Insights with Casey Joe, on endometriosis & pregnancy
In honor of Endometriosis Awareness Month, our latest Insights Series covers endometriosis and pregnancy, with Casey Joe, a mother who experienced it firsthand. Casey Joe is a social media influencer and new mother, who experienced the condition during her pregnancy journey. You can learn more about Casey through her Instagram handle @itscaseyjoe.
So happy that you can join us, let's get started. I'm Nat, and thank you so much for joining. I am with Caseyto Mark endometriosis month, and we're really thrilled to have you. Tell us a bit about yourself.
Hi everyone, I'm Casey, I am a 28-year-old content creator in Atlanta, Georgia, and I am an endometriosis advocate. I was diagnosed back in 2018 and started sharing the journey and everything that I was experiencing, and here I am, made it a career basically.
So obviously it's endometriosis month, can you tell us like a bit about the condition for women or men who haven't heard of it?
So, endometriosis is a chronic illness that affects 1 in 10 women. It can actually affect men as well, but most commonly dealt with by women. It's when the lining of your uterus grows on the outside, and it can be extremely painful. I mean the worst periods you can possibly think of, as well as affect your fertility.
A lot of times people are not diagnosed until like 7 to 12 years after dealing with it because it's not something that is commonly discussed in doctor offices, and a lot of people don't know what it is. I actually did not know what it was when I got diagnosed, actually a lot of women are dealing with it and have no clue, unfortunately.
I can't believe that it isn't really known about by doctors.
Unfortunately, you know, it's something that we call medical gaslighting. A lot of times we expect periods to be painful. So, when a woman is going to the doctor and they're talking about dealing with really painful periods and it's very heavy and going on for a really long time, most of the time doctors say, ‘you know, that's just your body’.And that's unfortunately what I've dealt with since I was 14, I believe.
How has your own experience with endometriosis been? What has it been like for you?
I did start my menstrual cycle very early, which is common with women who have endometriosis, about 10 years old. But the earliest time I can remember of actually being in pain was about 14, and it usually started to happen after my period when I was ovulating. I mean, so painful that I was almost taken to the hospital, crying in foetal position, missing school a lot. I got in trouble a lot for missing school but yeah, I'm like, ‘I can't make it, I literally can't even walk, it's so painful’.
When the diagnosis actually started to happen, my stomach was really, really large, it looked like I was pregnant, but I wasn't, for sure. People kept congratulating me and my mom was like, ‘we need to go get this checked out because if you're not pregnant, but you look pregnant, something isn't right’.

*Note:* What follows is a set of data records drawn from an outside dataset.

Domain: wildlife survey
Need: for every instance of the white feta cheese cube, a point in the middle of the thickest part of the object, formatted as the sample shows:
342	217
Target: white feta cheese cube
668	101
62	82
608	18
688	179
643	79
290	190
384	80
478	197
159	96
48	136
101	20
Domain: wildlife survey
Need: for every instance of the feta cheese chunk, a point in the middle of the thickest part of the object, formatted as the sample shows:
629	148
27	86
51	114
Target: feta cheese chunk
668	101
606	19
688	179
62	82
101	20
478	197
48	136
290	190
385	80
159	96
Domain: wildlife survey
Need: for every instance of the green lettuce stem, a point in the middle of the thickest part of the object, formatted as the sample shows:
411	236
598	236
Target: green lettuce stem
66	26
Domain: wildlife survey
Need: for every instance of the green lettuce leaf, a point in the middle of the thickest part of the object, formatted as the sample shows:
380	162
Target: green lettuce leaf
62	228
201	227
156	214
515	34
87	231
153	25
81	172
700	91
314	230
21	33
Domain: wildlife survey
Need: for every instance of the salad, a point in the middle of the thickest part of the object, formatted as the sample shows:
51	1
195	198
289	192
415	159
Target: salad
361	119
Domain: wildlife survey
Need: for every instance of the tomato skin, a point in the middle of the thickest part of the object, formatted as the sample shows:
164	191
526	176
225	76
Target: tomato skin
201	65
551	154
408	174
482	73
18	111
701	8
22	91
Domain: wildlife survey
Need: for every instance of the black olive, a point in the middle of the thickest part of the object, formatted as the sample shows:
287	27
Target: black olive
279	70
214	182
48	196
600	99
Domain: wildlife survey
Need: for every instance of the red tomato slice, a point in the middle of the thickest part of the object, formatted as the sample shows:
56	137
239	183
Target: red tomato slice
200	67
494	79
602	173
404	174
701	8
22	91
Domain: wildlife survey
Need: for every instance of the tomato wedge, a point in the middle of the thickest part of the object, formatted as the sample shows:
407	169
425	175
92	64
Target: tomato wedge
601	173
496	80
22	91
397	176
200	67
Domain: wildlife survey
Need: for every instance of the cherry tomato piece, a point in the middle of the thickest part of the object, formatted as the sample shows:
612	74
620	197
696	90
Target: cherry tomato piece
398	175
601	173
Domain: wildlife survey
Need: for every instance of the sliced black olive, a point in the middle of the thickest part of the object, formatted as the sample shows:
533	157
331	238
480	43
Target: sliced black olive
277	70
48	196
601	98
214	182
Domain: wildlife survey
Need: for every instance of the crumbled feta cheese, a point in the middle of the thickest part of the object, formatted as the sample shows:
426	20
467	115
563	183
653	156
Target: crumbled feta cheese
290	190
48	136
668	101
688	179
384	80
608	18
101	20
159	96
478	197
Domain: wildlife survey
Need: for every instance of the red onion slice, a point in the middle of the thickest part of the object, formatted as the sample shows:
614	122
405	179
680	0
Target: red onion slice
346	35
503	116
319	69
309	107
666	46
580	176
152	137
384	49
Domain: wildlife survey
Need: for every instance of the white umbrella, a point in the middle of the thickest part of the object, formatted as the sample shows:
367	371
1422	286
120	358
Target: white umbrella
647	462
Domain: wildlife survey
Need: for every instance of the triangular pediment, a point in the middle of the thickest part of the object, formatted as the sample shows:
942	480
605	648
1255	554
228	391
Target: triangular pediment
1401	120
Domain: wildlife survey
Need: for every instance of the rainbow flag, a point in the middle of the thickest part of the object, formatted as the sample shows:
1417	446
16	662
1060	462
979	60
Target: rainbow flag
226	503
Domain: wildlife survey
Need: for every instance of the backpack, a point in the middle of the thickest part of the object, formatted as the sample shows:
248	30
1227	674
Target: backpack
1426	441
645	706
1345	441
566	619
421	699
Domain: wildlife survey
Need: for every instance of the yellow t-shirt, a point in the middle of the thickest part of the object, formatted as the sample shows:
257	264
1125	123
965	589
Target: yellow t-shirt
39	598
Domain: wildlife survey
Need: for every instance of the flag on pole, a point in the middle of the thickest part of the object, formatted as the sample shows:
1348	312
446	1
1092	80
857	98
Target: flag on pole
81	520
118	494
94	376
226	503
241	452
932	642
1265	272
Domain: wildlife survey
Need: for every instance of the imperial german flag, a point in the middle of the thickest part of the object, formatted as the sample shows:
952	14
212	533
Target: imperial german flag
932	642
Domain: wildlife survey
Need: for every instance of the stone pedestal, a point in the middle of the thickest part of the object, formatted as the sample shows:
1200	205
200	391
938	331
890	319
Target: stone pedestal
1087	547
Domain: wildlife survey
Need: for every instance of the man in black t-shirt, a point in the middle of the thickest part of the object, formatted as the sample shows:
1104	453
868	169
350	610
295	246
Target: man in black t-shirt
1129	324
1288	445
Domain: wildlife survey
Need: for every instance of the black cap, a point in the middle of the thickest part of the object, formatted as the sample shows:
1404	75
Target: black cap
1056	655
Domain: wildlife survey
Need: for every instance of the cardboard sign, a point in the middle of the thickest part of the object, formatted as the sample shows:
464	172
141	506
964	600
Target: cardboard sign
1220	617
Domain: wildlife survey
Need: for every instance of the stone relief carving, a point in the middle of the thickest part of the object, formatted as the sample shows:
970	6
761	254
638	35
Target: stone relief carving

We went to the doctor's office and the guy said ‘it looks like you have a tumor in your stomach’. The moment he looked at me and I was ‘what do you mean a tumor?’. So, after a bunch of tests, I was misdiagnosed with cancer first. But after that I went and got a second opinion, and he was like, ‘that looks like endometriosis.
I ended up getting a laparoscopic surgery procedure, which is actually the only way you can be properly diagnosed with endometriosis, and that's how I found out. I dealt with menstrual cycles that were 10 days long, every two weeks, very heavy, and unfortunately not being able to move too much for the first couple of days of my period as well as when I was ovulating. I thought I was dealing with fertility issues, but I was blessed with a baby boy just recently.
Congratulations! So, how many years after from your diagnosis did you have the surgery?
I got the surgery on February 12th 2018, and that's when I was diagnosed. In order to be properly diagnosed with endometriosis, you have to have the surgery procedure. They can kind of have an idea looking at your ultrasounds, but they can't actually say exactly what it is until after the surgery.
Basically, what the laparoscopic surgery was, I had like five incisions, four on my stomach and one in my belly button where they insert a camera in to look around. I had a lot of ovarian cysts as well, which was the reason I looked pregnant, and they drained the ovarian cysts.
Some people go in and they scrape the uterus and it can get get a little bit thinner. That wasn't my experience, because my doctor was trying to preserve as much as we possibly could because unfortunately, if you wait too long for this to be done, a lot of women lose their ovaries.
Wow, okay. So, what is your biggest day-to-day challenge?
I would say my biggest challenge wasn't even the physical, it was all the mental things that I experience. I definitely experienced a sense of depression after being diagnosed because in a way I felt like my body had failed me. I was like, I don't understand why I have to go through this. Why do I have to deal with such painful periods? I was also just very frustrated because for years I was going to the doctor and explaining to them the pain that I was feeling. The gaslighting that I received, upset me so much. I was like, ‘I've been telling you guys, and maybe if we would've caught this years ago, it wouldn't have been as bad as it is now’. I think the hardest part is definitely mental, especially when thinking that you possibly can't have children and that's something that you want to experience.